I've done both for 25 years. Allow me to break down the relative merits of skiing and snowboarding for you, the conflicted beginner

Skiing or Snowboarding? That is the question. For diehard fans of each, the debate can get quite heated but for beginners, it’s just good to know the facts on both sides so you can make an informed decision or one based on which is the coolest…

Why you should 100% ignore skiing and take up snowboarding instead

It’s cooler. No, it is. When all other arguments are spent, this is the one that matters to those who care.

There are, of course, other reasons to take up snowboarding. The outfits are better, for starters, and it has a distinctive and well-funded ‘scene’. Plus, it’s easier to learn than skiing, and less of a strain on the knees – two things that appeal to the older novice.

Snowboarding boots are comfier than skiing boots, and there’s less clutter overall in terms of gear, making for a less fiddly experience. And your position – planted in place like a Subbuteo piece – means there’s less chance of sustaining an injury from having your legs twisted at unnatural angles.

While skiing is more about precision, snowboarding lends itself to a smooth, lazy carve down a mountain, and once you’ve become decent at it, it’s a lot more fun in the deep powder. It’s altogether a more relaxed activity, so it makes sense that it evolved from skateboarding and surfing – both in technique and ‘attitude’.

Downsides?
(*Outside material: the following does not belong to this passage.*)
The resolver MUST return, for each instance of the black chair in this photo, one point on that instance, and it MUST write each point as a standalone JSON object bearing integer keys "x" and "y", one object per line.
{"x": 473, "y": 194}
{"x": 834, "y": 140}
You spend a silly amount of time on your arse strapping yourself into and out of your board, and you basically have to get off and walk when the terrain is flat.

In summation, then: if fun, laidback and relatively easy is what you’re after, and you like hanging with the in-crowd, snowboarding is the best fit for you.

Why you should 100% ignore snowboarding and take up skiing instead

Skiing’s got nothing to do with cool trousers and hip-hop bangerz and everything to do with actually getting around on snow. Unlike snowboarding, skiing allows you to glide across flat terrain, and even go uphill.

Many newcomers don’t realise that a day spent on a mountain consists of more down-time – getting on and off lifts, in and out of queues – than actual downhill-time, and it’s during these moments that skiing’s mobility wins out. You’re always strapped in and ready-to-go, and about as nimble and manoeuvrable as it gets on frozen water.

While it make my knees cry liquid cartilage just thinking about it, skiers are generally safer than snowboarders when going off-piste and taking on moguls (i.e. bumps) and glaciers. If speed is your thing then welcome to the squad, pilgrim.

Skiing’s major downside? Those awkwardly rigid boots, which’ll have you clanking about like a giant Tokyo-bothering robot whenever you have to take your skis off.

The short version, then: If you want to do things the challenging, ‘proper’ way and truly conquer the mountain, learn to ski.